Jessie Tarbox Beals was the first woman press photographer, and her work ranged widely from portraiture to documentaries of New York's slum children (especially in 1910-1912) to architecture, landscapes and gardens.She received a Third Class Certificate of Qualification to teach at age seventeen.
Background
Jessie Tarbox Beals was born on December 23, 1870 in Hamilton, Ontario, Canada. Her father, John Nathaniel Tarbox, was an inventor and sewing machine magnate. When Jessie Beals was seven, however, her father lost all of his savings in a bad investment and began drinking heavily. He eventually left home at the insistence of Beals's mother, who then embroidered and sold some of the family's belongings to keep the family income going.
Education
Jessie Beals was a "bright and precocious child" and did well in school. At age fourteen she was admitted to the Collegiate Institute of Ontario, and at seventeen received her teaching certificate.
Career
Jessie Beals began teaching at a one-room schoolhouse in Williamsburg, Massachusetts, where her brother Paul was also living at the time. In 1888, she won a subscription prize camera through the Youth's Companion magazine. The camera was small and somewhat rudimentary, but Jessie Beals began to use it to take photographs of her students and their surroundings. Beals soon bought a higher quality Kodak camera and set up Williamsburg's first photography studio in front of her house, although photography largely remained her side hobby.
In 1893 Jessie Beals took a new teaching position in Greenfield, Massachusetts and visited the World's Columbian Exposition in Chicago. At the Exposition, Beals' interest in traveling and photography was sparked having met Frances Benjamin Johnston and Gertrude Käsebier.
In 1899, Beals received her first professional assignment when she was asked by The Boston Post to photograph the Massachusetts state prison. She taught Alfred the basics of photography and the couple set out to work as itinerant photographers in 1900, with Alfred as Beals's darkroom assistant.
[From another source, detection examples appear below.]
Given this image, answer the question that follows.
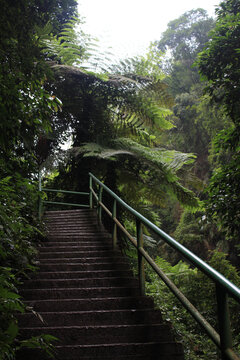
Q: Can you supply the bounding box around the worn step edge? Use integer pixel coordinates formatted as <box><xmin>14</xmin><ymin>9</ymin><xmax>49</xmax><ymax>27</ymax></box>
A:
<box><xmin>25</xmin><ymin>296</ymin><xmax>154</xmax><ymax>311</ymax></box>
<box><xmin>17</xmin><ymin>309</ymin><xmax>162</xmax><ymax>328</ymax></box>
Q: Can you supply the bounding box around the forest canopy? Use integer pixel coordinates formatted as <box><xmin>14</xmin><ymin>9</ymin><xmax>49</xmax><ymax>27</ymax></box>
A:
<box><xmin>0</xmin><ymin>0</ymin><xmax>240</xmax><ymax>360</ymax></box>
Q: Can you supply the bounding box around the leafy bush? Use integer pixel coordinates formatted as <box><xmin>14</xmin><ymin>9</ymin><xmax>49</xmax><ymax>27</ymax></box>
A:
<box><xmin>147</xmin><ymin>251</ymin><xmax>240</xmax><ymax>360</ymax></box>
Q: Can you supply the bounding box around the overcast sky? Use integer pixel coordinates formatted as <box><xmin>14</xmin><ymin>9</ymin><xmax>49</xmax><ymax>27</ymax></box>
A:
<box><xmin>78</xmin><ymin>0</ymin><xmax>220</xmax><ymax>58</ymax></box>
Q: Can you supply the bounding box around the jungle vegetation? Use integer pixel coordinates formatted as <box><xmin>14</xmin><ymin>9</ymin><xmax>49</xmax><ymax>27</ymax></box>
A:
<box><xmin>0</xmin><ymin>0</ymin><xmax>240</xmax><ymax>360</ymax></box>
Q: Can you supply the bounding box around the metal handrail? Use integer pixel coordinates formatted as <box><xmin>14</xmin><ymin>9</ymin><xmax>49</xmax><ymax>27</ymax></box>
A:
<box><xmin>38</xmin><ymin>173</ymin><xmax>90</xmax><ymax>219</ymax></box>
<box><xmin>89</xmin><ymin>173</ymin><xmax>240</xmax><ymax>360</ymax></box>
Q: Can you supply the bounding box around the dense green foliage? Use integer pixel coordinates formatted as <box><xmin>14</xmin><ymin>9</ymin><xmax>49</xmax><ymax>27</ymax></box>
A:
<box><xmin>0</xmin><ymin>0</ymin><xmax>76</xmax><ymax>359</ymax></box>
<box><xmin>147</xmin><ymin>251</ymin><xmax>240</xmax><ymax>360</ymax></box>
<box><xmin>198</xmin><ymin>0</ymin><xmax>240</xmax><ymax>258</ymax></box>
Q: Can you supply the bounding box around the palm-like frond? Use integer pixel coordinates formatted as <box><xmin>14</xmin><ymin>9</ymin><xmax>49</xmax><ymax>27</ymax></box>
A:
<box><xmin>72</xmin><ymin>138</ymin><xmax>198</xmax><ymax>207</ymax></box>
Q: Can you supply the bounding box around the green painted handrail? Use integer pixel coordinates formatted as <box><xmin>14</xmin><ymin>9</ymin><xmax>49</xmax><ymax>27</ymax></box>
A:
<box><xmin>39</xmin><ymin>173</ymin><xmax>240</xmax><ymax>360</ymax></box>
<box><xmin>89</xmin><ymin>173</ymin><xmax>240</xmax><ymax>360</ymax></box>
<box><xmin>38</xmin><ymin>174</ymin><xmax>90</xmax><ymax>219</ymax></box>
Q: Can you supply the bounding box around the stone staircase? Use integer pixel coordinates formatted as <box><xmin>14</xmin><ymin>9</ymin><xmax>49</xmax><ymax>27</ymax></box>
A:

That year, Beals also received her first credit line for her photographs in a publication, the Windham County Reformer.
By 1901, the Beals' funds were depleted and they resettled in Buffalo, New York. Later that year, Beals was hired as a staff photographer by the Buffalo Inquirer and The Buffalo Courier, after impressing the editor with a photograph of ducks waddling in a row entitled "On to Albany." This position made her the first female photojournalist and was well-regarded by the papers and citizens of Buffalo and worked at the publications until 1904 when she left to take photos of the World's Fair.
Photojournalism was physically demanding, often risky work, but Beals could be seen carrying out assignments in her ankle-length dresses and large hats, with her 8-by-10-inch glass plate camera and 50 pounds of equipment in tow. During one assignment for the lurid murder trial of Edwin L. Burdick in Buffalo, Jessie Beals broke a rule that forbade photographs of the trial by climbing a tall bookcase to a window to snap a picture of the courtroom before she was detected.
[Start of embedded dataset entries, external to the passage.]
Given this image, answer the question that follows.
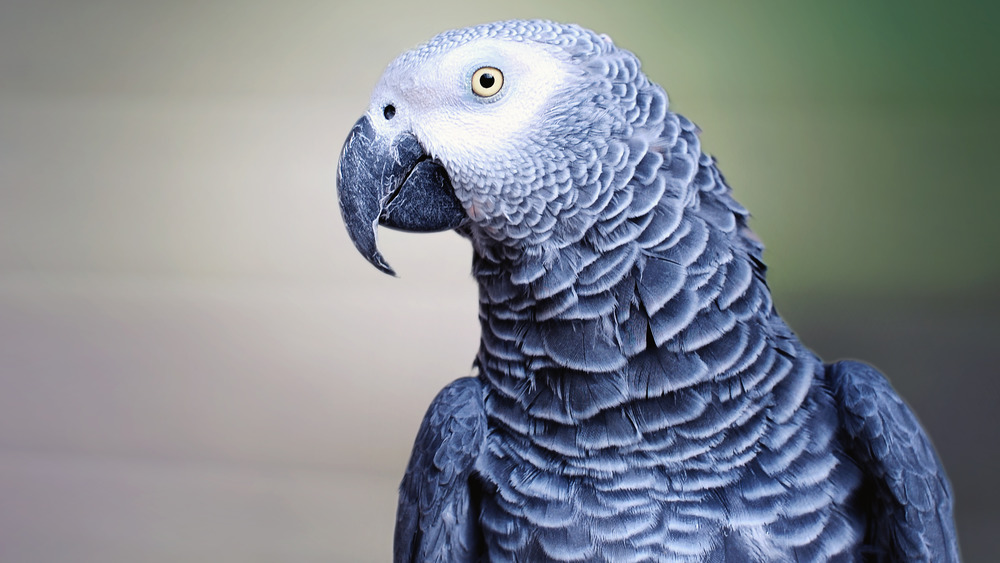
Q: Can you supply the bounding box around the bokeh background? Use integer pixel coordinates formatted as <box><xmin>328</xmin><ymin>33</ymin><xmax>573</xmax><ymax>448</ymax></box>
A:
<box><xmin>0</xmin><ymin>0</ymin><xmax>1000</xmax><ymax>563</ymax></box>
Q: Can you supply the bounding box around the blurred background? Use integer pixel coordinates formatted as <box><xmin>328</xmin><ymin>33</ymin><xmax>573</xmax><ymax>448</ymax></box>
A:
<box><xmin>0</xmin><ymin>0</ymin><xmax>1000</xmax><ymax>563</ymax></box>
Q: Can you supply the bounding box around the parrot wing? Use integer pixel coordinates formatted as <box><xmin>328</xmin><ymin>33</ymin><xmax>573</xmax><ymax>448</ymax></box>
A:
<box><xmin>394</xmin><ymin>377</ymin><xmax>486</xmax><ymax>563</ymax></box>
<box><xmin>827</xmin><ymin>361</ymin><xmax>959</xmax><ymax>562</ymax></box>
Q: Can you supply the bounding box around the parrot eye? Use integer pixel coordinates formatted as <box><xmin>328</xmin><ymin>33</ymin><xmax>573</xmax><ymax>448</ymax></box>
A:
<box><xmin>472</xmin><ymin>66</ymin><xmax>503</xmax><ymax>98</ymax></box>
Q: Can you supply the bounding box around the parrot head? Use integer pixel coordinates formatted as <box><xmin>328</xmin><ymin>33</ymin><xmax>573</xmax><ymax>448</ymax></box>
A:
<box><xmin>337</xmin><ymin>21</ymin><xmax>667</xmax><ymax>274</ymax></box>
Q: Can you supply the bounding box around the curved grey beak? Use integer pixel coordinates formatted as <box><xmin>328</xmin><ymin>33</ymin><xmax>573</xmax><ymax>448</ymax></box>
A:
<box><xmin>337</xmin><ymin>115</ymin><xmax>468</xmax><ymax>275</ymax></box>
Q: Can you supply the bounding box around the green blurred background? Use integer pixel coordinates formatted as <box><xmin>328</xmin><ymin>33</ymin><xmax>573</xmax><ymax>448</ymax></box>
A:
<box><xmin>0</xmin><ymin>0</ymin><xmax>1000</xmax><ymax>563</ymax></box>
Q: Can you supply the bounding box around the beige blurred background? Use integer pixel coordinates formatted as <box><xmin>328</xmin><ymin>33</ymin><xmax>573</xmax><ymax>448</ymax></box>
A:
<box><xmin>0</xmin><ymin>0</ymin><xmax>1000</xmax><ymax>563</ymax></box>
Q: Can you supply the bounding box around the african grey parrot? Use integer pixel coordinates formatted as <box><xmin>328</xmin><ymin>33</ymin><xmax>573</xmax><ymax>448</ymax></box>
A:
<box><xmin>337</xmin><ymin>21</ymin><xmax>958</xmax><ymax>562</ymax></box>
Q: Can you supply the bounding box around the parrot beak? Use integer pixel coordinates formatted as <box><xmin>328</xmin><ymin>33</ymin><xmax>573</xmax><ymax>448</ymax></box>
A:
<box><xmin>337</xmin><ymin>115</ymin><xmax>468</xmax><ymax>275</ymax></box>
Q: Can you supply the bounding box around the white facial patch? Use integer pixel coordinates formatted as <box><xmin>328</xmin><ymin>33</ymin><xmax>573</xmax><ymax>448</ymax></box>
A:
<box><xmin>386</xmin><ymin>39</ymin><xmax>569</xmax><ymax>165</ymax></box>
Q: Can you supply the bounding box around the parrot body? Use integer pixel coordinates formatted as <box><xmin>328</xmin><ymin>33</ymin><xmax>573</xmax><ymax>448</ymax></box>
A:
<box><xmin>338</xmin><ymin>21</ymin><xmax>958</xmax><ymax>562</ymax></box>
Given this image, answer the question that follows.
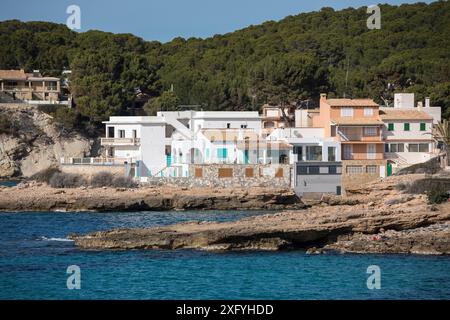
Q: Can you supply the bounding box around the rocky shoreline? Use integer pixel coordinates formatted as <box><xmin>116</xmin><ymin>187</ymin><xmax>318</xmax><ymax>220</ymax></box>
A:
<box><xmin>70</xmin><ymin>175</ymin><xmax>450</xmax><ymax>254</ymax></box>
<box><xmin>0</xmin><ymin>182</ymin><xmax>305</xmax><ymax>211</ymax></box>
In 1904, Jessie Beals was sent to the opening of the Louisiana Purchase Exposition in St. Louis, Missouri. There, she persuaded officials to give her a late press permit for the pre-exposition, climbed ladders and jumped into a hot air balloon just to get photographs that interested her. She was greatly interested in the Indigenous peoples which resulted in capturing many spontaneous images that didn't necessarily fit into the predominate narrative of racial and developmental progress. She had a different style than most news photographers of the day, focusing on series of pictures that would later be used to write stories, rather than vice versa. Beals's display of her signature "hustle" earned her the position of official Fair photographer for the New York Herald, Leslie's Weekly and the Tribune, as well as the Fair's publicity department, producing over 3,500 photographs and 45,000 prints of the event.
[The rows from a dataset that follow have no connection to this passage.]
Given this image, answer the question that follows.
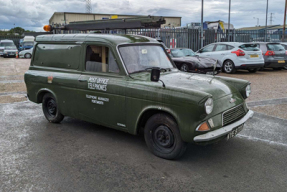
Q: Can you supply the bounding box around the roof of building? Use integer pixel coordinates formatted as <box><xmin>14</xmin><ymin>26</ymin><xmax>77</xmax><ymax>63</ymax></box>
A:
<box><xmin>238</xmin><ymin>25</ymin><xmax>283</xmax><ymax>31</ymax></box>
<box><xmin>36</xmin><ymin>34</ymin><xmax>159</xmax><ymax>45</ymax></box>
<box><xmin>50</xmin><ymin>12</ymin><xmax>182</xmax><ymax>20</ymax></box>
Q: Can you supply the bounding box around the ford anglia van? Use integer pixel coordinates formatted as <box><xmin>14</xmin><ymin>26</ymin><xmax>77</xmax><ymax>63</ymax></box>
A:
<box><xmin>25</xmin><ymin>34</ymin><xmax>253</xmax><ymax>159</ymax></box>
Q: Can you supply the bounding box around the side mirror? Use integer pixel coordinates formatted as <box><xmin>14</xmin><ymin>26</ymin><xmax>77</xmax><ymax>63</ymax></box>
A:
<box><xmin>150</xmin><ymin>68</ymin><xmax>160</xmax><ymax>82</ymax></box>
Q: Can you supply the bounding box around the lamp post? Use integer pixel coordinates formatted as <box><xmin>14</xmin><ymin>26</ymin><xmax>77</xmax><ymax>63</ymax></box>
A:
<box><xmin>230</xmin><ymin>0</ymin><xmax>231</xmax><ymax>41</ymax></box>
<box><xmin>253</xmin><ymin>17</ymin><xmax>259</xmax><ymax>27</ymax></box>
<box><xmin>264</xmin><ymin>0</ymin><xmax>268</xmax><ymax>42</ymax></box>
<box><xmin>200</xmin><ymin>0</ymin><xmax>203</xmax><ymax>48</ymax></box>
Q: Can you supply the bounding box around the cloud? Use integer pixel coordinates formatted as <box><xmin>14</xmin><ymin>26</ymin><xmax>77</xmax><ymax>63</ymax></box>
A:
<box><xmin>0</xmin><ymin>0</ymin><xmax>284</xmax><ymax>31</ymax></box>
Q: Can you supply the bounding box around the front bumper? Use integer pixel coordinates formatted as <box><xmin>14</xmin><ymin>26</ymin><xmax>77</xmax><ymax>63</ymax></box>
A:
<box><xmin>193</xmin><ymin>110</ymin><xmax>254</xmax><ymax>143</ymax></box>
<box><xmin>264</xmin><ymin>60</ymin><xmax>287</xmax><ymax>68</ymax></box>
<box><xmin>235</xmin><ymin>63</ymin><xmax>264</xmax><ymax>69</ymax></box>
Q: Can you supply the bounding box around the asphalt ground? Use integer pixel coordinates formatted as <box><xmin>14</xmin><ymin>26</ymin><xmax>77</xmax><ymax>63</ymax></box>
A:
<box><xmin>0</xmin><ymin>57</ymin><xmax>287</xmax><ymax>192</ymax></box>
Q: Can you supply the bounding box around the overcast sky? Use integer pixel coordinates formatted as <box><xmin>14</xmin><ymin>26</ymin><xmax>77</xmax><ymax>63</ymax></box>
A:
<box><xmin>0</xmin><ymin>0</ymin><xmax>285</xmax><ymax>31</ymax></box>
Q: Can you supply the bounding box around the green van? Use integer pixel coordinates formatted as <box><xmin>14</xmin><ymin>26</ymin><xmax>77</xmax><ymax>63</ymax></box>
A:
<box><xmin>25</xmin><ymin>34</ymin><xmax>253</xmax><ymax>159</ymax></box>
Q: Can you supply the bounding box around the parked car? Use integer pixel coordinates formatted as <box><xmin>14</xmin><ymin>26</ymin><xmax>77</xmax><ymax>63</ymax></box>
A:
<box><xmin>19</xmin><ymin>48</ymin><xmax>33</xmax><ymax>59</ymax></box>
<box><xmin>24</xmin><ymin>34</ymin><xmax>253</xmax><ymax>159</ymax></box>
<box><xmin>170</xmin><ymin>48</ymin><xmax>221</xmax><ymax>75</ymax></box>
<box><xmin>0</xmin><ymin>39</ymin><xmax>15</xmax><ymax>56</ymax></box>
<box><xmin>257</xmin><ymin>42</ymin><xmax>287</xmax><ymax>70</ymax></box>
<box><xmin>196</xmin><ymin>42</ymin><xmax>264</xmax><ymax>73</ymax></box>
<box><xmin>3</xmin><ymin>45</ymin><xmax>18</xmax><ymax>58</ymax></box>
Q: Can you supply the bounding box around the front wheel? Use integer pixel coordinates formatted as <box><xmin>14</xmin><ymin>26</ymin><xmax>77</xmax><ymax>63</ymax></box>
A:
<box><xmin>144</xmin><ymin>113</ymin><xmax>187</xmax><ymax>159</ymax></box>
<box><xmin>223</xmin><ymin>60</ymin><xmax>236</xmax><ymax>74</ymax></box>
<box><xmin>42</xmin><ymin>93</ymin><xmax>64</xmax><ymax>123</ymax></box>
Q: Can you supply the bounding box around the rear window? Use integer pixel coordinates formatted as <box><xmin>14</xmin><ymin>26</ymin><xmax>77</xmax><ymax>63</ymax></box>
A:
<box><xmin>239</xmin><ymin>44</ymin><xmax>260</xmax><ymax>51</ymax></box>
<box><xmin>267</xmin><ymin>43</ymin><xmax>285</xmax><ymax>51</ymax></box>
<box><xmin>33</xmin><ymin>44</ymin><xmax>81</xmax><ymax>69</ymax></box>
In addition to photographing the various exhibits at the Fair, Beals also captured a candid photograph of President Theodore Roosevelt. This initial encounter earned her a special pass to photograph Roosevelt and the Rough Riders at their reunion in San Antonio, Texas in 1905. In 1905 Beals opened her own studio on Sixth Avenue in New York City. She continued to take on a variety of photograph assignments, ranging from shots of auto races and portraits of society figures, to her well-known photographs of Bohemian Greenwich Village and the New York slums. Over the years Beals also photographed several presidents and celebrities, including Presidents Coolidge, Hoover and Taft; Mark Twain; Edna St. Vincent Millay; and Emily Post.
By 1928, she and Nanette moved to California, where Beals photographed Hollywood estates. The Great Depression brought Beals and Nanette back to New York in 1933, where Beals lived and worked in Greenwich Village.
Beals gradually fell into poverty, years of lavish living and the effects of the Depression having taken their toll. She died on May 31, 1942 at Bellevue Hospital, at the age of seventy-one.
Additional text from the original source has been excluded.